Supplies which are exempted from VAT are often called “VAT-free” supplies. However, exempt from VAT is not the same as free from VAT. To the contrary, being exempt from VAT simply means being treated as a consumer, i.e., the input VAT is non-deductible. Hence, there is an input taxation which results in hidden (blocked input) VAT. Hidden VAT is a result from the VAT exemptions and creates numerous problems for the society. In short, VAT becomes a tax on investments rather than a tax on consumption when there’s an exemption involved.
In Sweden, 40% of the theoretical VAT base consist of exemptions and many distortions can be identified. For instance, the Swedish VAT exemptions entail that schools are referred to modular housing arrangements; investments in IT-systems and equipment are postponed within the welfare sector; co-working spaces are hindered; and offices are built instead of housing.
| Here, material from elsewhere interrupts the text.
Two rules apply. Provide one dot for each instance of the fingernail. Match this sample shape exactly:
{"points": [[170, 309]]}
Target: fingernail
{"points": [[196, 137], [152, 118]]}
In the everyday debate, it’s not unusual to hear that the VAT rules can’t be changed because they’re regulated by EU law. However, as shown in a new report (full (Sw) summary (En)) from the Confederation of Swedish Enterprise, such statements are not correct. The EU Member States (including Sweden) have a substantial margin of discretion when it comes to how the EU directive should be implemented.
The report outlines the current exemptions in the Swedish VAT Act and describes the problems which arise from the exemptions. Out of eleven exempted areas which are looked into there are possibilities to unilaterally affect the base within nine of them. From the report, it becomes evident that VAT exemptions hamper investment, create distortions and lead to double taxation and other harmful results. One might wonder why this is not investigated by the Swedish legislator then – would it be costly to mitigate these problems? No. The report also calculates the possible public financial effect a broader VAT base could entail and finds that the net effect would be an increase of the VAT revenues. A broader VAT base should be implemented on its own merits due to the increased efficiency which would follow. However, the increased tax revenue that would follow could advantageously be used to finance other well needed tax reforms (such as lowering the income tax, capital gains tax or the VAT rate).
Lastly, it should be noted that it is evident that the EU VAT Directive also needs to be reformed. The EU exemptions stem from the sixth directive whose preparatory work is almost 50 years old. Since then a lot has happened. Even if the Member States can mitigate some of the problems caused by the exemptions, a major EU overhaul is needed. One starting point would be a broader base with a possibility to use a social tax rate instead of social exemptions. During such an overhaul it would be important to take the available IT-systems into account. Today, the legislator seems to overestimate the possibilities within such systems and underestimate the cost for manual adjustments of the systems.